Capturing CO2 directly from the atmosphere is as unfeasible as a $10-per-gallon tax on gas

Jan 12, 2012 09:36 GMT  ·  By
Anacortes Refinery (Tesoro), on the north end of March Point southeast of Anacortes, Washington; experts note that capturing emissions directly from the air is insanely expensive
   Anacortes Refinery (Tesoro), on the north end of March Point southeast of Anacortes, Washington; experts note that capturing emissions directly from the air is insanely expensive

Trapping harmful pollutants directly from the atmosphere using chemicals sounds like a suitable solution to curb the appalling levels of air pollution.

However, research led by experts from Stanford and MIT clearly indicates that the plan is viable only on paper, since the prohibitive costs of this method make it unsuitable.

This theory is backed by a study published in the Proceedings of the National Academy of Sciences, revealing that capturing emissions from local sources, like refineries, big power plants and cement factories, can draw up a much more cost-efficient path of fighting low air quality.

Experts have even managed to estimate the investments required by both methods and price differences are indeed noticeable.
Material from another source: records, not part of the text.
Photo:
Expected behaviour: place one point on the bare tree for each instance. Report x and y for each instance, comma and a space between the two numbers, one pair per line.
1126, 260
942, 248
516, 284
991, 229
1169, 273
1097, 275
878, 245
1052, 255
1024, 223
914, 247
If the direct air capture is evaluated at $1,000 (€786), trapping CO2 from its sources through power-plant scrubbers currently implemented only needs ten times less, up to $100 (€78.6).

Even though the first strategy is largely praised by scientists and considered somehow a modern Holy Grail, the same study reveals that applying it would burn a hole in our pockets just like a $10-per-gallon tax on gasoline.

Moreover, it would require a great amount of energy and taking it from traditional sources could mean that a higher concentration of CO2 could be emitted during the process, annihilating all efforts.

At this point in time, capturing and collecting emissions from power plants seems like a feasible alternative, mostly since a team of experts has already tested a cheap polymer suitable for this job.

In order to eradicate air pollution, governments have to find new means of shifting countries away from coal-burning processes.

"The concentration of CO2 in outside air is 300 times less than in the coal-fired flue gases emitted from a power plant. The lower atmospheric concentration makes removal from air much more expensive than removing CO2 directly from the flue gases at the source," explained Jennifer Wilcox, an environmental researcher and one of the co-authors of the study.